第23話-4◆同じ光
俺は片膝をついたまま、顔を上げた。
「勝手に持っていくな」
声は低かった。
掠れていた。
だが、出た。
リリィがこちらを見る。
「グロー……」
「死んでない」
「でも」
「まだ、だ」
正確に言えば、かなりまずい。
胸は痛い。腕は重い。斧を振れるかどうかも怪しい。
だが、死んでない。
なら、まだだ。
白い外套の人物が、初めて少しだけ黙った。
「まだ動けるのですか」
「高い」
「何が」
「リリィの力だ」
俺は息を吐いた。喉に血の味が混じる。
それでも、口元だけ歪めた。
「欲しけりゃ、てめぇで旅費を稼ぎな」
リリィが泣いたまま、目を丸くした。
バランが一瞬だけ変な顔をした。
「その言い方で締めるのかい」
「うるさい」
「いや、悪くない。かなり君らしい」
ベルニーが短く言った。
「最悪。でも正しい」
リリィの手の中で、白い羽が動いた。
エイヴァが片目を開けていた。
「言い方は最悪だが、今回は正しいね」
「エイヴァ!」
リリィが泣きながら叫ぶ。
エイヴァは力なく羽を動かした。
「泣くなら、息をしながらだと言っただろう」
「うん、うんっ」
「あと、アタシを握り潰すんじゃないよ。まだ小鳥なんだ」
「うん!」
リリィの白線が揺れる。
怒りの線が、少しだけ形を変えた。
俺は片膝のまま、斧の柄を支えに立とうとする。完全には立てない。
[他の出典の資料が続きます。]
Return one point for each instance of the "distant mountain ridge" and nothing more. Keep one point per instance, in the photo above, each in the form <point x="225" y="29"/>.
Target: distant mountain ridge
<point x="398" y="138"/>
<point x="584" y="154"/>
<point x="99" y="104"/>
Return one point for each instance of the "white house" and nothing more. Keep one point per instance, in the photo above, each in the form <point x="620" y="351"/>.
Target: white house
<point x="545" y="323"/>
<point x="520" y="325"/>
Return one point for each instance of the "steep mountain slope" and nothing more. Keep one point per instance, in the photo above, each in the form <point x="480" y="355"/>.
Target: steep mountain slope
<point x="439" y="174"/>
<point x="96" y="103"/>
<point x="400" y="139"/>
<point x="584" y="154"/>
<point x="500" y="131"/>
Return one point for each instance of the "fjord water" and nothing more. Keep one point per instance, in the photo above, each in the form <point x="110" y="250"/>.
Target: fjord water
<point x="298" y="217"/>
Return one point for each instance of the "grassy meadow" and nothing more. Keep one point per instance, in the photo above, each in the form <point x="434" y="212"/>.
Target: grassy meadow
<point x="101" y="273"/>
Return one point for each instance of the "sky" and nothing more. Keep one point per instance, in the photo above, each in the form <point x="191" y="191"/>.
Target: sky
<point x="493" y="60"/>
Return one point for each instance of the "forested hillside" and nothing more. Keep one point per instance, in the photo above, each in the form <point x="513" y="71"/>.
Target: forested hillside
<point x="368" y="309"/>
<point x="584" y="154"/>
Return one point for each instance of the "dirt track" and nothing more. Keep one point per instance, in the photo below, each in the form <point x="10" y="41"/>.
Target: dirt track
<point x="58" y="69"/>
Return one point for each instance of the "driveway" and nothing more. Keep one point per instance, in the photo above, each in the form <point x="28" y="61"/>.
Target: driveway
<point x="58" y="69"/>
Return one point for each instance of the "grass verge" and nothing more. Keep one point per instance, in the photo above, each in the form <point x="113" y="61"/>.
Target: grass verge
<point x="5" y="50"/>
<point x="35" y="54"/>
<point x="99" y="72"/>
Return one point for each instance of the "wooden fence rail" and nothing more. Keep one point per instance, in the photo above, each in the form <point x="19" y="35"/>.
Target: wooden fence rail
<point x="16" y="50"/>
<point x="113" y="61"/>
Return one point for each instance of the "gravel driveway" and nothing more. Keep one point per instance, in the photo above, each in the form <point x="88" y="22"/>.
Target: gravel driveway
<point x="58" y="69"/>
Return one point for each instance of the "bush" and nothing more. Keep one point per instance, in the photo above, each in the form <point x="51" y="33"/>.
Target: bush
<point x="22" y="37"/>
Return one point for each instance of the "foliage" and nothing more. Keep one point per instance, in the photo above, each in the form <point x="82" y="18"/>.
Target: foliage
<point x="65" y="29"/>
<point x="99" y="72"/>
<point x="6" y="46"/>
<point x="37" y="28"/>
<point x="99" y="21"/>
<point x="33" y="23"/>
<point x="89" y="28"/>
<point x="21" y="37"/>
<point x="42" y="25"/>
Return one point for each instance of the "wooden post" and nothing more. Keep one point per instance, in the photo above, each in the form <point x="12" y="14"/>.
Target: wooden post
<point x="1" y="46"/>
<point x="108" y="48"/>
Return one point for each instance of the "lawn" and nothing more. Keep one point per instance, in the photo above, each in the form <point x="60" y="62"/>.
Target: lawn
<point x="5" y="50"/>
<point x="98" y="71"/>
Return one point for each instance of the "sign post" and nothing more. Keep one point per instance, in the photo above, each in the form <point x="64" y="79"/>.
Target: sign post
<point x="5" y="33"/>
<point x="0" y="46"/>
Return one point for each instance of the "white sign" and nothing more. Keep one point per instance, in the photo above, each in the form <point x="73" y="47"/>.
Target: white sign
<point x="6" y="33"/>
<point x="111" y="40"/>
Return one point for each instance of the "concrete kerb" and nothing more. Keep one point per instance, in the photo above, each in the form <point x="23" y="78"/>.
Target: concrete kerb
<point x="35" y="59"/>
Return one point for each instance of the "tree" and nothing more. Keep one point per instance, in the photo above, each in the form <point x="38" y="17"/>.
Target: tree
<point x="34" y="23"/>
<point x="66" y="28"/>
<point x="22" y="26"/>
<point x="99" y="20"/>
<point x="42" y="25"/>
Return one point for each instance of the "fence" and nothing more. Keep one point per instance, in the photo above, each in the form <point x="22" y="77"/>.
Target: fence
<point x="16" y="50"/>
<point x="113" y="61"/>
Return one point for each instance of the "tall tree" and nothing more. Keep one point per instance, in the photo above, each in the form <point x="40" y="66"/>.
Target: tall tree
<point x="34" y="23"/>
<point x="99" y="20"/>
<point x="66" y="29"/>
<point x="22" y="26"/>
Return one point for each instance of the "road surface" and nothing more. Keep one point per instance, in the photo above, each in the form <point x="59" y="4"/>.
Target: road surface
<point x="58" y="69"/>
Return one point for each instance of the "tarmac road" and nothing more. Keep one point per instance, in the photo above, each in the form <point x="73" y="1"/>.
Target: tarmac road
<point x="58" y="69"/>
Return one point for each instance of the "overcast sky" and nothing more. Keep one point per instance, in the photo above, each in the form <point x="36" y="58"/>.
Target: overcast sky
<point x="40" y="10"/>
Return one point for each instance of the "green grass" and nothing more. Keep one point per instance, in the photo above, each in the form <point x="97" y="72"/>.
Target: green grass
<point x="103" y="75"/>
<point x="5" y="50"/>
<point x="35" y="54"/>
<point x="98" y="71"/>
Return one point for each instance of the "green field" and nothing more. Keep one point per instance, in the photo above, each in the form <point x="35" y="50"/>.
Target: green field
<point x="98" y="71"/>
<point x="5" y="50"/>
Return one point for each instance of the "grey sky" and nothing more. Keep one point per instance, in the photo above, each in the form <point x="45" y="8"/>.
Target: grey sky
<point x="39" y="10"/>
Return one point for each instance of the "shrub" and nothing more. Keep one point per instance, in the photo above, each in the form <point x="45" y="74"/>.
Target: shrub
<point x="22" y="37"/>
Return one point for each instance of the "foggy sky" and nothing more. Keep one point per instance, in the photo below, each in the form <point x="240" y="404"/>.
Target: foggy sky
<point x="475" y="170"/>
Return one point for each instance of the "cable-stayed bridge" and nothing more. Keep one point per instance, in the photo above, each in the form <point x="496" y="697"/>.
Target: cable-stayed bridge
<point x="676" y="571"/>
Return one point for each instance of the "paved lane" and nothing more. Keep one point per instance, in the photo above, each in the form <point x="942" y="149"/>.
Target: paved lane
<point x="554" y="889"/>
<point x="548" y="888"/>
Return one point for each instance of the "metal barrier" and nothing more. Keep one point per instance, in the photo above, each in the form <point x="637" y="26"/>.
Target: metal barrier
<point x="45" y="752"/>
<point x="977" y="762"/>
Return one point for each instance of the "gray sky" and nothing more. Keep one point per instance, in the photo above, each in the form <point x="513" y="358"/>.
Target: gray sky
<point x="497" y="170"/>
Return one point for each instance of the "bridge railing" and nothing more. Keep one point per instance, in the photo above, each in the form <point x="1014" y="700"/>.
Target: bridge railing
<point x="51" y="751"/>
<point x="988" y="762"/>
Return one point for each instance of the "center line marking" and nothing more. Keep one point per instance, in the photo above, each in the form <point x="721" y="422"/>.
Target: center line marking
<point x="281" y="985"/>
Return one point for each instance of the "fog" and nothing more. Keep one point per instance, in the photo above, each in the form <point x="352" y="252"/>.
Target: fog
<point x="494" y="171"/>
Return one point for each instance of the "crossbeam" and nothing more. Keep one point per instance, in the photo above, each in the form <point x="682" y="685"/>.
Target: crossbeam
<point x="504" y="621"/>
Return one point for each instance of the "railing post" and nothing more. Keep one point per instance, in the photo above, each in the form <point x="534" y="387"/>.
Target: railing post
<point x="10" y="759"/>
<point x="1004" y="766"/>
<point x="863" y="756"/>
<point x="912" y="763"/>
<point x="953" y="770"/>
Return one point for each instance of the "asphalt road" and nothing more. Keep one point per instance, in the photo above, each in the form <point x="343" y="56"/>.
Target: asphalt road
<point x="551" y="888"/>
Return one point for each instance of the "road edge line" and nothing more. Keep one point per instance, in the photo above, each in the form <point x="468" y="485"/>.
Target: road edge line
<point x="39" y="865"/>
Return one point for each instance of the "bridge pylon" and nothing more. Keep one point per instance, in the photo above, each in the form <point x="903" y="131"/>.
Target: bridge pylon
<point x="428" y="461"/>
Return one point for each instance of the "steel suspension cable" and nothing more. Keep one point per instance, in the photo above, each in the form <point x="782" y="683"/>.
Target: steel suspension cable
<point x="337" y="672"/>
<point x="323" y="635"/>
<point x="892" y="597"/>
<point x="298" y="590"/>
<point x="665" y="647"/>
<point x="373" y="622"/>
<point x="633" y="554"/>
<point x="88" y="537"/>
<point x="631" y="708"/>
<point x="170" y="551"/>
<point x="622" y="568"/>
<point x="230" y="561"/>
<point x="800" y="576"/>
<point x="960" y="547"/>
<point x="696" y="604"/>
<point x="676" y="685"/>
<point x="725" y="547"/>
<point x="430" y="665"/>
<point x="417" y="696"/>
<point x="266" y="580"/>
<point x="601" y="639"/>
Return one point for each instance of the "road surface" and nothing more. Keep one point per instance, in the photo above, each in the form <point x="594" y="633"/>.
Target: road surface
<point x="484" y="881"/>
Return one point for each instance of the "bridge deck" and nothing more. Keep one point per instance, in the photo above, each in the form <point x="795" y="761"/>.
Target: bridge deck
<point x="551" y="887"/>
だが、前には出られる。
「リリィ」
「うん」
「怒るなとは言わん」
俺は白い外套の人物を見た。
「でも、持っていかれるな」
リリィは涙を拭わなかった。
泣いたまま、頷いた。
「うん」
エイヴァが小さく息を吐く。
「なら、アタシが少し整える。ほんの少しだよ。期待しすぎるな」
「寝てろ」
「君もだろう」
「俺はあとで寝る」
「じゃあアタシもあとで寝る」
「張り合うな」
リリィが、泣きながら少しだけ笑った。
その笑いで、白い線がまた変わる。
リリィから出ていた白線が、ただの怒りではなくなった。
俺の斧の柄へ。
エイヴァのしぼんだ羽へ。
リリィの震える手へ。
細い線が、三つの間をつないだ。
白い外套の人物が、わずかに手を引いた。
初めてだ。
初めて、あいつが測り損ねた顔をした気がした。
白い線は、もうリリィだけのものではなくなった。
斧と、小さな羽と、震える手が、同じ光を握っていた。